16 En zij legde zijn kleed bij zich, totdat zijn heer in zijn huis kwam.
17 Toen sprak zij tot hem naar diezelfde woorden, zeggende: De Hebreeuwse knecht, die gij ons hebt ingebracht, is tot mij gekomen, om met mij te spotten.
18 En het is geschied, toen ik mijn stem verhief, en riep, dat hij zijn kleed bij mij liet, en naar buiten vluchtte.
Jozef gevangen
19 En het geschiedde, toen zijn heer de woorden van zijn vrouw hoorde, die zij tot hem sprak, zeggende: Naar deze zelfde woorden heeft mij uw knecht gedaan, zo ontstak zijn toorn.
20 En Jozefs heer nam hem, en leverde hem in het gevangenhuis, ter plaatse, waar de gevangenen van de koning gevangen waren; alzo was hij daar in het gevangenhuis.
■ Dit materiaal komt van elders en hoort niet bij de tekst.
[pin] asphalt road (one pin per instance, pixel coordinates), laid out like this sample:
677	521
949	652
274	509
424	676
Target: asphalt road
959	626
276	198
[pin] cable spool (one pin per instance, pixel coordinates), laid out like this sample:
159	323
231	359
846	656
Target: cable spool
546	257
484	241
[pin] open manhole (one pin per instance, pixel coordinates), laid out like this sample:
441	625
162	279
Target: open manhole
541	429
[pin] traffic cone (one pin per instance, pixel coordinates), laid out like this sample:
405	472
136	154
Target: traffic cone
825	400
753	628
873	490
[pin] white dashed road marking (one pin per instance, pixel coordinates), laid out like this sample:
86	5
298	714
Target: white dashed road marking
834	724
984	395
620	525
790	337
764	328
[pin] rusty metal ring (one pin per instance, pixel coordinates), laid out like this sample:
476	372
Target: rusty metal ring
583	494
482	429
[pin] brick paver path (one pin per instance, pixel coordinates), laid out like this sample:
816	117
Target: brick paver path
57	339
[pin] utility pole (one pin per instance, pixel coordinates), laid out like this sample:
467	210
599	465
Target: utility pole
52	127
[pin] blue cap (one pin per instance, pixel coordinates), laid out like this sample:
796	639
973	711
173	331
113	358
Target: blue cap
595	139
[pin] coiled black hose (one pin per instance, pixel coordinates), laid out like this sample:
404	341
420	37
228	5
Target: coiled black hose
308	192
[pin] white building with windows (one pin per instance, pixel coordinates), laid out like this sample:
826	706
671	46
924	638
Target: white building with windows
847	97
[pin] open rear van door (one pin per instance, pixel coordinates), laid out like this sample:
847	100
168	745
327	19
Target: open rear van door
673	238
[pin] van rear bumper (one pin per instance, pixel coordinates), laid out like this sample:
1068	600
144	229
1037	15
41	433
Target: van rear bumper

21 Doch de Heere was met Jozef, en wendde Zijn goedertierenheid tot hem; en gaf hem genade in de ogen van de overste van het gevangenhuis.
22 En de overste van het gevangenhuis gaf al de gevangenen, die in het gevangenhuis waren, in Jozefs hand; en al wat zij daar deden, deed hij.
23 De overste van het gevangenhuis zag gans op geen ding, dat in zijn hand was, aangezien de Heere met hem was; en wat hij deed, dat deed de Heere wel gedijen.